Daralmış bir iç piyasayı, daha da daraltmak üzerine kurgulanmış, bunun için de parasal sıkılaşmayı israfa dönmüş kamu harcamalarına değil, vatandaşın cebine yönelik yaparsanız, zaten günün sonunda iş hacmi de tüketim de görece azalır. Bunun üzerinden bir rakam tutturmaya çalışmak ise acınacak bir yaklaşımdır.
Günün sonunda enflasyonu düşürebilmek için üretimin arttırılmasını, ara maliyetlerin azaltılmasını, vatandaşın da bu tüketimi yapacak refaha kavuşmasını amaçlıyor olmanız lazım. Bir de sermaye azlığından kaynaklı, açılan vadeler nedeniyle gelen zamları engelleyecek bir metot üzerine kafa yorarsanız, enflasyonu gerçekten gevşetebilmeniz mümkün olur.

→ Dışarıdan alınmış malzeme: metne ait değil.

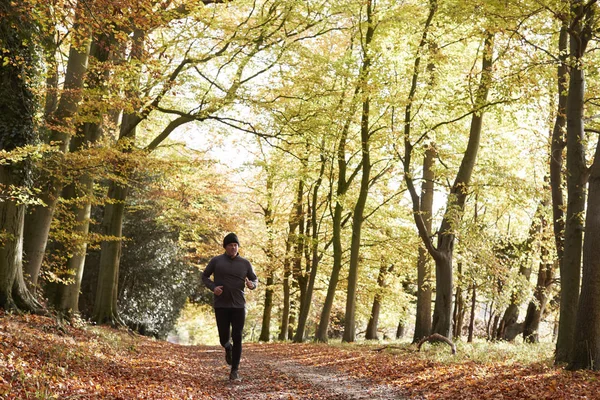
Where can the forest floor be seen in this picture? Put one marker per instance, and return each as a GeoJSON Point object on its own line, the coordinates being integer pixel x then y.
{"type": "Point", "coordinates": [42, 360]}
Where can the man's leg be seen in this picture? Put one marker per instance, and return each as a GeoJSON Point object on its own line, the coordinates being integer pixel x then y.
{"type": "Point", "coordinates": [224, 316]}
{"type": "Point", "coordinates": [237, 326]}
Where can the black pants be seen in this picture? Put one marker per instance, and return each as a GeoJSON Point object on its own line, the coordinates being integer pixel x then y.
{"type": "Point", "coordinates": [230, 323]}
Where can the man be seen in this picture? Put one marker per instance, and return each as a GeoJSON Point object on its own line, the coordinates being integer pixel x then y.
{"type": "Point", "coordinates": [231, 273]}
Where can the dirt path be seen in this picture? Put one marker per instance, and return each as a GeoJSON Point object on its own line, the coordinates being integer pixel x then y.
{"type": "Point", "coordinates": [269, 375]}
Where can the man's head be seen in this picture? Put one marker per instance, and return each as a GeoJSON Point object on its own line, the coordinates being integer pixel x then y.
{"type": "Point", "coordinates": [231, 244]}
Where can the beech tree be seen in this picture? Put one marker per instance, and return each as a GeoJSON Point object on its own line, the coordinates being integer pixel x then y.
{"type": "Point", "coordinates": [18, 134]}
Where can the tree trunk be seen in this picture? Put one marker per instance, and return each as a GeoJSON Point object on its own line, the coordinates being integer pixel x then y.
{"type": "Point", "coordinates": [371, 333]}
{"type": "Point", "coordinates": [473, 310]}
{"type": "Point", "coordinates": [586, 347]}
{"type": "Point", "coordinates": [570, 268]}
{"type": "Point", "coordinates": [537, 307]}
{"type": "Point", "coordinates": [39, 218]}
{"type": "Point", "coordinates": [105, 306]}
{"type": "Point", "coordinates": [424, 290]}
{"type": "Point", "coordinates": [359, 208]}
{"type": "Point", "coordinates": [17, 129]}
{"type": "Point", "coordinates": [265, 331]}
{"type": "Point", "coordinates": [287, 281]}
{"type": "Point", "coordinates": [442, 313]}
{"type": "Point", "coordinates": [459, 304]}
{"type": "Point", "coordinates": [315, 257]}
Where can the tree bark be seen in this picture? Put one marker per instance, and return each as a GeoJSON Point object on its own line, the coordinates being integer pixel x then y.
{"type": "Point", "coordinates": [359, 208]}
{"type": "Point", "coordinates": [315, 257]}
{"type": "Point", "coordinates": [105, 306]}
{"type": "Point", "coordinates": [459, 306]}
{"type": "Point", "coordinates": [265, 331]}
{"type": "Point", "coordinates": [17, 129]}
{"type": "Point", "coordinates": [577, 174]}
{"type": "Point", "coordinates": [424, 289]}
{"type": "Point", "coordinates": [473, 310]}
{"type": "Point", "coordinates": [372, 326]}
{"type": "Point", "coordinates": [586, 346]}
{"type": "Point", "coordinates": [39, 218]}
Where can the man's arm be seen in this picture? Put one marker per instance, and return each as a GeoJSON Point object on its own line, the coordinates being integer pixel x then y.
{"type": "Point", "coordinates": [208, 271]}
{"type": "Point", "coordinates": [251, 279]}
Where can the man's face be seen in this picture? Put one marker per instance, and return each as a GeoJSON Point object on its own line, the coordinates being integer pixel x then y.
{"type": "Point", "coordinates": [231, 249]}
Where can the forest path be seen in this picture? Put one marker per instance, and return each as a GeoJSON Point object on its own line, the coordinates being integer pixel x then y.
{"type": "Point", "coordinates": [294, 372]}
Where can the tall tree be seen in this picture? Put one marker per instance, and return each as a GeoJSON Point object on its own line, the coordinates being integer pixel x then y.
{"type": "Point", "coordinates": [60, 130]}
{"type": "Point", "coordinates": [443, 252]}
{"type": "Point", "coordinates": [580, 32]}
{"type": "Point", "coordinates": [18, 106]}
{"type": "Point", "coordinates": [424, 289]}
{"type": "Point", "coordinates": [365, 180]}
{"type": "Point", "coordinates": [586, 335]}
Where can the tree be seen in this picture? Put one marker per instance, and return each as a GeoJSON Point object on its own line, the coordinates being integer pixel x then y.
{"type": "Point", "coordinates": [18, 134]}
{"type": "Point", "coordinates": [424, 289]}
{"type": "Point", "coordinates": [580, 31]}
{"type": "Point", "coordinates": [586, 333]}
{"type": "Point", "coordinates": [59, 123]}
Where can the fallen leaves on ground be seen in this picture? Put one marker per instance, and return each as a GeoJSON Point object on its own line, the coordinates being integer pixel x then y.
{"type": "Point", "coordinates": [40, 360]}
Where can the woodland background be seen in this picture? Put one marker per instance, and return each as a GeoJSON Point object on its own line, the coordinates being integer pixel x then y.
{"type": "Point", "coordinates": [389, 167]}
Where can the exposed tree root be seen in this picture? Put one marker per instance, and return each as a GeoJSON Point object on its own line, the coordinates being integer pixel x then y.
{"type": "Point", "coordinates": [436, 337]}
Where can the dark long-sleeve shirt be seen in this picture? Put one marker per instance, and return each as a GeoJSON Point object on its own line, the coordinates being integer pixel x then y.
{"type": "Point", "coordinates": [231, 273]}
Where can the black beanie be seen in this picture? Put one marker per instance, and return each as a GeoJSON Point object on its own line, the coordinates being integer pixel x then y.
{"type": "Point", "coordinates": [230, 238]}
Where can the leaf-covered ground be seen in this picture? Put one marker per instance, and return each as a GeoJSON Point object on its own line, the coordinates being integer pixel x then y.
{"type": "Point", "coordinates": [40, 360]}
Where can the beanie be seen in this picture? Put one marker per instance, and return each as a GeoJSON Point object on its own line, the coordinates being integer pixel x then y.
{"type": "Point", "coordinates": [230, 238]}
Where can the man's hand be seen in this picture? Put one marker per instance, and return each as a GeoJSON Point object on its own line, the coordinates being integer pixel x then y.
{"type": "Point", "coordinates": [249, 284]}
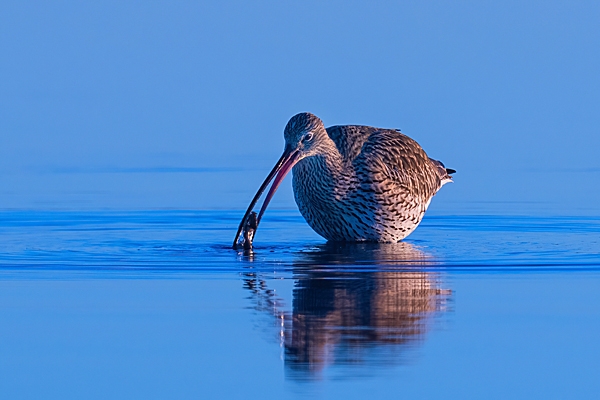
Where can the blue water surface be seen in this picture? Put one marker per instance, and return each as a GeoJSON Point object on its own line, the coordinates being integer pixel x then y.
{"type": "Point", "coordinates": [156, 304]}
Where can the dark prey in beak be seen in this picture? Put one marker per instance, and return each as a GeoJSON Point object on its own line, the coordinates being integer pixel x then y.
{"type": "Point", "coordinates": [283, 166]}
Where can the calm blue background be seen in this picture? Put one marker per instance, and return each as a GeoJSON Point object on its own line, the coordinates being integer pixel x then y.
{"type": "Point", "coordinates": [137, 105]}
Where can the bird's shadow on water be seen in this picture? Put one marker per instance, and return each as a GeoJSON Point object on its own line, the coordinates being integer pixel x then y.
{"type": "Point", "coordinates": [355, 306]}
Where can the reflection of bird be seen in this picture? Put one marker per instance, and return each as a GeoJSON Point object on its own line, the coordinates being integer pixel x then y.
{"type": "Point", "coordinates": [355, 183]}
{"type": "Point", "coordinates": [343, 317]}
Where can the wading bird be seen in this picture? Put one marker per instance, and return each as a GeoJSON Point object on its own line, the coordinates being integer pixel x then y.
{"type": "Point", "coordinates": [353, 182]}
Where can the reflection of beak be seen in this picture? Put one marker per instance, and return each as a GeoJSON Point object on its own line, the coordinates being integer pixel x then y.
{"type": "Point", "coordinates": [283, 166]}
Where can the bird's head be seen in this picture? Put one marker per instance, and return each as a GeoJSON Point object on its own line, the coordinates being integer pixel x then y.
{"type": "Point", "coordinates": [305, 136]}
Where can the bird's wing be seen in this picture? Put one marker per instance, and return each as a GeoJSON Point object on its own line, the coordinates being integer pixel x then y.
{"type": "Point", "coordinates": [388, 157]}
{"type": "Point", "coordinates": [349, 139]}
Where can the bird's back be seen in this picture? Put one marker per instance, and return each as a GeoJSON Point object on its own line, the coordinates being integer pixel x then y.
{"type": "Point", "coordinates": [380, 191]}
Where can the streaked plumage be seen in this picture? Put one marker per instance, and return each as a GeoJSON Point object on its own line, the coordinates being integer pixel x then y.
{"type": "Point", "coordinates": [356, 183]}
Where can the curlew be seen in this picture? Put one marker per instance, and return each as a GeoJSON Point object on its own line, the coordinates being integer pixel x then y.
{"type": "Point", "coordinates": [353, 182]}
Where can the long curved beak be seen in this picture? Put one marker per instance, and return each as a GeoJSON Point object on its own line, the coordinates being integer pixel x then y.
{"type": "Point", "coordinates": [279, 171]}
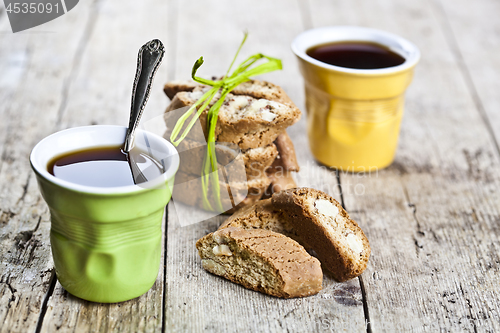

Fakat yaklaşım değiştirmeden salt parasal sıkılaşma ve reel sektörün zam yapmayarak, ama aradaki farkı sermaye erimesi ile eritip, işsizliği tetikleyeceği bir anlayış üzerinden kurgulamışsanız, elde edeceğiniz enflasyon rakamı hem gerçeği yansıtmaz, hem de bir rakam tutturayım derken esnafından çalışanına, üreteninden işsizine kadar herkesi perişan edersiniz.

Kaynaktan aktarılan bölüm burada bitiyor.